In my imagined game of ‘Ecology Go’ (please help me think up a catchier name) users would be sent to “scan” various birds, beasts, and bugs by photographing them with their phones.  Once scanned the user could get a cutely-drawn virtual “copy” of said creature to care for in a little electronic world on the user’s phone.  Such creatures would need virtual food or shelter which could be obtained by photographing real-life trees, flowers, and other host plants.  Of course, in addition to being fun, this game would be stealthily educational, teaching people how identify the living things that surround them, but don’t mention that part to the kids.

Meanwhile, the information from the photographs could be used by scientists interested in ecology and biogeography (the science of what organisms live where) to answer questions about how well pollinators are doing, where birds are migrating, when pests are spreading, and how all these things are impacted by land use and climate changes.

In a highly unscientific survey of user acceptance, I have run this game idea by an actual 10-year old, who said that my game idea sounded “fun to play” and who offered helpful suggestions such as “make it so you can build things for your virtual creatures” and “include slimes and dragons.” Several 30-year olds have mentioned that they would want to play too, but as all of them were biologists, take the interest level of that demographic with a grain of salt.

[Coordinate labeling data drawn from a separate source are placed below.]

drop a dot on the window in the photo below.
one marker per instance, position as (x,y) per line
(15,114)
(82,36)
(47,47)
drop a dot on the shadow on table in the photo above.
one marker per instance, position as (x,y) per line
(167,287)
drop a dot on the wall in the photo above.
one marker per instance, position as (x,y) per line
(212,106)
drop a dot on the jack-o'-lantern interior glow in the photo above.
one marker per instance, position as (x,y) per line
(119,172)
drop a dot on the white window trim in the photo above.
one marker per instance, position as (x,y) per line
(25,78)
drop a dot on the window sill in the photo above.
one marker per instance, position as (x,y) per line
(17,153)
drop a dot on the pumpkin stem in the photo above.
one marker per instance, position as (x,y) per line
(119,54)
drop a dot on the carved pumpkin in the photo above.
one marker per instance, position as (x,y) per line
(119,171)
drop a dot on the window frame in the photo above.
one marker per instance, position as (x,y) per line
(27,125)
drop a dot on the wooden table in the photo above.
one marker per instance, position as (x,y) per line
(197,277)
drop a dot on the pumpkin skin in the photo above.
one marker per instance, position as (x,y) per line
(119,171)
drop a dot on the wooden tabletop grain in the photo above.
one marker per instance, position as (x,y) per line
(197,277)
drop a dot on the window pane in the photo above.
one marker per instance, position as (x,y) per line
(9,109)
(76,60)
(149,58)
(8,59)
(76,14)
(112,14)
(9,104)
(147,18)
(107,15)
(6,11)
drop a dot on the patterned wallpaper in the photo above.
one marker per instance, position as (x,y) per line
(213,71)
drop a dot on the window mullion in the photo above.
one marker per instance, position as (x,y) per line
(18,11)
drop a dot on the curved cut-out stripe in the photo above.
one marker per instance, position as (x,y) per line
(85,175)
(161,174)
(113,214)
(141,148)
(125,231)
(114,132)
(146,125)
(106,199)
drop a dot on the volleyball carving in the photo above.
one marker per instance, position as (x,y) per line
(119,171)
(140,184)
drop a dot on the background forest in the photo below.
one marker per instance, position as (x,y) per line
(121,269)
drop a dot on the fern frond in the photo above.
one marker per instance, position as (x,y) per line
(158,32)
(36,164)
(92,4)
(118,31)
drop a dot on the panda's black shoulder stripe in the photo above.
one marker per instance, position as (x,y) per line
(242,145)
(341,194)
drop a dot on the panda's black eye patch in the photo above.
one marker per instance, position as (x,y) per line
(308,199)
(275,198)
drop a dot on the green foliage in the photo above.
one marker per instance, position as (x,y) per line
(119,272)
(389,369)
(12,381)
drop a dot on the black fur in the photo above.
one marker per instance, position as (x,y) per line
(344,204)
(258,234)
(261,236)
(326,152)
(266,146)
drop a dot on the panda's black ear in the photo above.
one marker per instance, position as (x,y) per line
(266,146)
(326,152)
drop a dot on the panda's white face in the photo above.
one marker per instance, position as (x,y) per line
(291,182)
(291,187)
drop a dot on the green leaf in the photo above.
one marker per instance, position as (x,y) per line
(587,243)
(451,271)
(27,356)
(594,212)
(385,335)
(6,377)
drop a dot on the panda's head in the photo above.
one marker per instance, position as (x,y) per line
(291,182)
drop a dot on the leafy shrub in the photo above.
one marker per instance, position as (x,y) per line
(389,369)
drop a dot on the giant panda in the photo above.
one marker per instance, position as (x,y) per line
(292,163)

Although I know that image-recognition software isn’t yet up to snuff for a ‘Ecology Go’ game to exist, such a game is not so far-fetched.  Apps, like Birdsnap, are working to improve upon machine recognition of birds from photographs, and citizen science apps such as, the Lost Ladybug Project and eBird, already help scientists track the numbers of rare ladybugs and birds. While we wait for machine learning to catch up with human visual acuity, anyone who takes a screen shot of an interesting (real) creature while playing Pokemon Go can put it on Twitter with the hashtag #pokeblitz for scientists to identify.  Perhaps, the closest thing on the internet today to “Ecology Go” is Project Noah an app which gives users missions to photograph different types of plants and animals around them.

However, none of these apps and projects have the game mechanics that would give them widespread appeal to those who are not already biologically inclined.  Pokemon Go is fun because it turns your yard and neighborhood into a daily scavenger hunt.  Like the way my research provides me various incentives to collect a ton more insects that I would do on my own, Pokemon Go provides incentives for users to keep Pokemon-hunting for longer than the average person would casually search for wildlife.  An actual game-based ecology app would have the potential to connect its players more deeply to the natural world, and at the same time, give scientists the information they need to understand that world more clearly.